United Church Funds looking to broaden investment in Beyond Fossil Fuels Fund

BFF_Fund.jpgThe Beyond Fossil Fuels Fund, an investment offering of United Church Funds (UCF), recently celebrated its first birthday, launching in November 2014 to live into a General Synod resolution that urged divestment, along with other strategies, from fossil fuel companies as a way to confront climate change. 

The fund opened last year with $20 million in seed money, but it currently has just 31 investors, compared to nearly 1,000 clients of UCF, an investment arm of the United Church of Christ. Of those 31 investors, only 11 of them are local churches. 

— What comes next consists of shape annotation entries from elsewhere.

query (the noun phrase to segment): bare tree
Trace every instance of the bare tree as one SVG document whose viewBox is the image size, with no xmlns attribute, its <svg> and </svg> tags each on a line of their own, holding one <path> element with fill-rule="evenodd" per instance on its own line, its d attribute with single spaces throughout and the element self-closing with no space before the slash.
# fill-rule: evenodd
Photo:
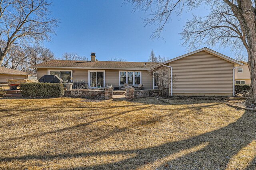
<svg viewBox="0 0 256 170">
<path fill-rule="evenodd" d="M 125 59 L 119 57 L 112 57 L 108 61 L 126 61 L 126 60 Z"/>
<path fill-rule="evenodd" d="M 151 51 L 151 54 L 152 52 Z M 153 52 L 154 53 L 154 52 Z M 152 59 L 152 55 L 150 56 L 150 59 Z M 168 59 L 164 57 L 160 57 L 158 55 L 157 57 L 154 56 L 153 58 L 154 63 L 162 63 L 168 60 Z M 150 66 L 148 71 L 153 77 L 154 77 L 154 83 L 157 87 L 158 95 L 160 97 L 164 97 L 167 96 L 169 93 L 169 88 L 170 88 L 171 84 L 172 81 L 173 87 L 174 86 L 175 76 L 173 75 L 172 78 L 170 73 L 170 68 L 160 65 L 155 67 L 154 64 Z"/>
<path fill-rule="evenodd" d="M 173 88 L 174 86 L 175 76 L 173 75 L 172 78 L 169 70 L 169 68 L 160 65 L 156 67 L 152 66 L 148 70 L 150 75 L 154 77 L 154 83 L 157 88 L 159 96 L 164 97 L 169 94 L 172 82 Z"/>
<path fill-rule="evenodd" d="M 36 69 L 30 68 L 29 66 L 55 59 L 54 54 L 50 49 L 39 45 L 27 47 L 24 51 L 25 59 L 20 63 L 20 69 L 35 76 L 37 75 Z"/>
<path fill-rule="evenodd" d="M 58 20 L 48 18 L 51 5 L 47 0 L 0 0 L 0 65 L 12 45 L 22 46 L 30 42 L 49 40 Z"/>
<path fill-rule="evenodd" d="M 2 65 L 4 67 L 19 70 L 21 64 L 24 62 L 26 57 L 22 49 L 13 45 L 4 59 Z"/>
<path fill-rule="evenodd" d="M 87 58 L 80 56 L 77 53 L 64 53 L 62 54 L 62 59 L 64 60 L 86 61 Z"/>
<path fill-rule="evenodd" d="M 156 57 L 155 53 L 154 53 L 153 50 L 151 50 L 150 55 L 149 56 L 149 58 L 148 58 L 148 61 L 149 62 L 152 63 L 156 63 L 157 62 L 157 58 L 156 58 Z"/>
<path fill-rule="evenodd" d="M 245 62 L 247 61 L 247 57 L 243 54 L 239 53 L 235 55 L 235 59 L 238 61 L 242 61 Z"/>
<path fill-rule="evenodd" d="M 248 105 L 256 103 L 256 8 L 252 0 L 127 0 L 134 10 L 151 10 L 152 17 L 147 24 L 157 28 L 152 37 L 159 37 L 173 14 L 180 15 L 202 4 L 210 7 L 210 14 L 204 17 L 194 16 L 186 24 L 181 33 L 184 45 L 189 48 L 202 44 L 231 46 L 235 50 L 245 49 L 250 73 Z"/>
</svg>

“Despite the outpouring of support for the General Synod resolution, UCF has not had very many investors elect to invest in the Beyond Fossil Fuels Fund, nor the Beyond Fossil Fuels Balanced Fund. We need the United Church of Christ to live into its pronouncements by investing in this fund. Then we will be able to achieve our goals of further divesting the Beyond Fossil Fuels Fund,” said Donald Hart, UCF president. 

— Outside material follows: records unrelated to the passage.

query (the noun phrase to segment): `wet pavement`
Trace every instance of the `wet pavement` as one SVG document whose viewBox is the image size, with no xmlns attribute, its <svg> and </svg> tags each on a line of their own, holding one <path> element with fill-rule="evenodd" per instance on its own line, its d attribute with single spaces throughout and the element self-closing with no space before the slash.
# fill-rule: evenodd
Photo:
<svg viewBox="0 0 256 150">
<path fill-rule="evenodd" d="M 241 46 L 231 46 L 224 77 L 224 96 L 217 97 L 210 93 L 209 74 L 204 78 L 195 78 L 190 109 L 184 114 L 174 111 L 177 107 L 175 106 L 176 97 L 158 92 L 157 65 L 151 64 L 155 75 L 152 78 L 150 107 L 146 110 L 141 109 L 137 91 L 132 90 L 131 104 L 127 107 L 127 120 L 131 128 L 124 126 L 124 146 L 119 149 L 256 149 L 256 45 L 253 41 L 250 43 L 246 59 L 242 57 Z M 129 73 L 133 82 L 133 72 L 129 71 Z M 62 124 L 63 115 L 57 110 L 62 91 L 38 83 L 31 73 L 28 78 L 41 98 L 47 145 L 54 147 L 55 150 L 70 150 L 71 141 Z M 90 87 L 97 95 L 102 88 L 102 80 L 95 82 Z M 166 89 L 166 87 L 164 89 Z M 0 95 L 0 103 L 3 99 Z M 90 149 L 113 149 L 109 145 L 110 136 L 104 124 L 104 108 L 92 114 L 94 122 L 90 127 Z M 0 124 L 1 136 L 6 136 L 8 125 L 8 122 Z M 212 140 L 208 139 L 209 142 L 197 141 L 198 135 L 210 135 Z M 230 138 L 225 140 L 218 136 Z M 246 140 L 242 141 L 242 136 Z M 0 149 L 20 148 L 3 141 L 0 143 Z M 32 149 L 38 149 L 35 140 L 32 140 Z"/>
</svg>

The Beyond Fossil Fuels Fund invests in the largest U.S. companies, while avoiding companies that produce oil, coal or gas. To make it easy for churches and institutions to diversify their investments, UCF also created the Beyond Fossil Fuels Balanced Fund, which combines the U.S.-based Beyond Fossil Fuels Fund, international stocks, and U.S. fixed income (bonds).

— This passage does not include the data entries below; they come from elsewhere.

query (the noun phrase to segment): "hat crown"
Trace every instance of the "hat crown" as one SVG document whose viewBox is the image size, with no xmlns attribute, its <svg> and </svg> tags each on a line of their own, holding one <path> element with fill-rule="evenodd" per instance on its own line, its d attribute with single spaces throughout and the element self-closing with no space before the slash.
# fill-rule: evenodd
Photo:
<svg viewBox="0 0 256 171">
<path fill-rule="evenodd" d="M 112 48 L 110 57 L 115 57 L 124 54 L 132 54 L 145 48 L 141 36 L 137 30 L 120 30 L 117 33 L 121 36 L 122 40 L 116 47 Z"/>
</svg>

Because of those fixed income and international stocks, the Beyond Fossil Fuels Balanced Fund has had exposures to fossil fuel companies to date, something that investors are aware of at the time of investment. While the fund still removes some of the largest sources of profit from fossil fuel companies, UCF is now looking to remove those sources of profit from the fund entirely by broadening the divestment of international stocks and fixed income assets (bonds) of coal, gas and oil companies.

In order to diversify the Beyond Fossil Fuels Balanced Fund, UCF needs investments that top $50 million. It currently has about $45 million.

“It unfortunately is an apt adage, but we need the UCC to ‘put its money where its mouth is’ and support the Beyond Fossil Fuels Funds so that we can continue to offer this product and so that we can continue to live out UCF’s commitment to climate,” said Katie McCloskey, UCF’s director of social responsibility.